On one hand, only the best rats emerge from the rat race to become the world’s finest doctors.
On the other hand, only rats emerge from the rat race.
The process exists to weed out those that a paralyzed by fear, unmotivated by ambition… too dumb to master the art of studying. We don’t make them into doctors – medical schools do that, we just make it that much easier for them to realize that they were never cut out to work 70 hour weeks in a job where they could potentially kill their customers. Coincidently, no amount of arguing is going to unkill a person – even if they only died from half a point.
I find many of these comments to be quite one-sided and insensitive to the realities faced by many students working towards medicine. There are many faculties that require a good GPA, good scores on various tests, personal scores inorder to be admitted. Some faculties require good standing starting from highschool!
To demonize “pre-meds” is to insult anyone who is motivated and determined to succeed in life and achieve their dreams – regardless of their chosen career path. I don’t deny that there are many unpleasant students out there, but they exist in every faculty (seriously, don’t flatter yourself).
The requirements for medicine are just a bit more intense and the competition is insane (some schools you have a 1/23 chance). Don’t blame people for studying extra hard or putting in more time to improve themselves on a personal level.
Wow, this reminds me alot of my experiences in undergrad courses.
Medical students are the smartest kids you’ll meet in college, PreMeds are by far, the dumbest.
Not only do they fail to realize that they are nowhere near the cream of the crop, but they also seem to ignore every word of advice and every requirement made by the medical school for admissions.
Our Med school has been accepting bio, chem, eng, etc for a while now. Recently, I ran into a ‘premed’ in his senior year. “What’s your major?”, “History”.
Seriously people.
My old roommate was a pre-med who C’d his way through general chemistry. He had no job experience in the medical field. I read one of his papers for a senior level biology course; it read like a child’s bantering, and had no paragraph splits!

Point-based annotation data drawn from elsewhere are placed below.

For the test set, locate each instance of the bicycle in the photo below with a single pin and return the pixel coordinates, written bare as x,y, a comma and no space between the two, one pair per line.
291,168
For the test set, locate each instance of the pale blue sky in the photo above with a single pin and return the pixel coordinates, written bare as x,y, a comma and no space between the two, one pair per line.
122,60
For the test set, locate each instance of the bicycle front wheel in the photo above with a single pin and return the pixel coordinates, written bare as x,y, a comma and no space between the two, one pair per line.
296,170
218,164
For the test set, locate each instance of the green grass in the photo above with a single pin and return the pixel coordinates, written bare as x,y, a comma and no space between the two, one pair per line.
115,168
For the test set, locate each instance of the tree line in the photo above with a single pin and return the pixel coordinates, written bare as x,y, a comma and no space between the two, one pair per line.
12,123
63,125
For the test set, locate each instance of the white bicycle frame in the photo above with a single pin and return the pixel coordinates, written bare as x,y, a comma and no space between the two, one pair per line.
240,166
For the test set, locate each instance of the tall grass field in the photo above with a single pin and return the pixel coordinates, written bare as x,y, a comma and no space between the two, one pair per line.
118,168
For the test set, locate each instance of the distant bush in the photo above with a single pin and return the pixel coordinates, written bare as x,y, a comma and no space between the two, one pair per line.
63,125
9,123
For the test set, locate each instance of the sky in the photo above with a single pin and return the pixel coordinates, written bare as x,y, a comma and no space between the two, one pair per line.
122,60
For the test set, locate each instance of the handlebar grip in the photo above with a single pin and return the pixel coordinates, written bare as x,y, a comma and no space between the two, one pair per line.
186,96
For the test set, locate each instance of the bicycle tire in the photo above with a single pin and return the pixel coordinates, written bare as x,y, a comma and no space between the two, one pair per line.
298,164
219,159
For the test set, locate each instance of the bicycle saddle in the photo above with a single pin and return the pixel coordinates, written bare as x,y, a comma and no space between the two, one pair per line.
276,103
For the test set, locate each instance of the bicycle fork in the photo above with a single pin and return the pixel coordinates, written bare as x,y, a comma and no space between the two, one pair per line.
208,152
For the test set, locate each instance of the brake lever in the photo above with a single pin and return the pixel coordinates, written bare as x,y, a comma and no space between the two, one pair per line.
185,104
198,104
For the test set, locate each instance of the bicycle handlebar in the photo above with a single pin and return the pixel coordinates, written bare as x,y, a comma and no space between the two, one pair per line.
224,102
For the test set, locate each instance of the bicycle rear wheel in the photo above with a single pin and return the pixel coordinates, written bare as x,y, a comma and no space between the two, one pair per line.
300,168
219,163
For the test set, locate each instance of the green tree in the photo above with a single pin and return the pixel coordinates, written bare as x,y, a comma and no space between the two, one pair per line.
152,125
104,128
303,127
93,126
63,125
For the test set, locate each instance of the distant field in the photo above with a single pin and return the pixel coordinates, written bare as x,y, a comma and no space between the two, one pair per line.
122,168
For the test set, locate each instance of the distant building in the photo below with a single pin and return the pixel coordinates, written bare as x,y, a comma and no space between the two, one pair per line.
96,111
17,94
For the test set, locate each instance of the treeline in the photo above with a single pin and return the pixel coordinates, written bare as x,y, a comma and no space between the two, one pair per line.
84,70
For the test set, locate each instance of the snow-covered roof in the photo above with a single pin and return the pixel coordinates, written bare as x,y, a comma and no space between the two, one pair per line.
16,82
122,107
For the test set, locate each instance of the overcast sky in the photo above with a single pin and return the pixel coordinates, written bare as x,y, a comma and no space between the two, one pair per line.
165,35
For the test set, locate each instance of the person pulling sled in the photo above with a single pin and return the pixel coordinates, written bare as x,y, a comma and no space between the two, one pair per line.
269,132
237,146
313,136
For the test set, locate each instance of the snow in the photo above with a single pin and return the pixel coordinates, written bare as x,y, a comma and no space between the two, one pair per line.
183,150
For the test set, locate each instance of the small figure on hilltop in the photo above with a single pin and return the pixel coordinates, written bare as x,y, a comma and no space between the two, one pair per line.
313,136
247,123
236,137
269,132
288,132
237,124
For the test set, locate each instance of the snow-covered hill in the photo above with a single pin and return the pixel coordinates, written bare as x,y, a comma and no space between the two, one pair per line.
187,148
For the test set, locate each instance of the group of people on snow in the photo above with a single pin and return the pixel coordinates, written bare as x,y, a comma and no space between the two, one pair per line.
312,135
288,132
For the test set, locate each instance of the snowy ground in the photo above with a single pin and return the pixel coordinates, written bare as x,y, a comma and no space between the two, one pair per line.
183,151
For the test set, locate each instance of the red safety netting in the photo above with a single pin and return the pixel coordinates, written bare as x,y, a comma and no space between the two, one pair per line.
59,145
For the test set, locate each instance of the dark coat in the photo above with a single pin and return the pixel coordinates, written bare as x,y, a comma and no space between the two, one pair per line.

I’m in total agreement. Premeds are total douche bags. The sad part here is that I, six years after finishing college, have caught the doctoring bug. I think it’d be cool to be a certain specialties of doctor, and I’m about to take the few remaining prereqs that I lack from my degree. What I fear is that I’ll never blend in with these flakes. I’m all too aware that medicine requires personal sacrifices, but geez. There’s more to life than your damn GPA, and when I post on that premed forum I’m tired of getting greater than thou, obnoxious replies.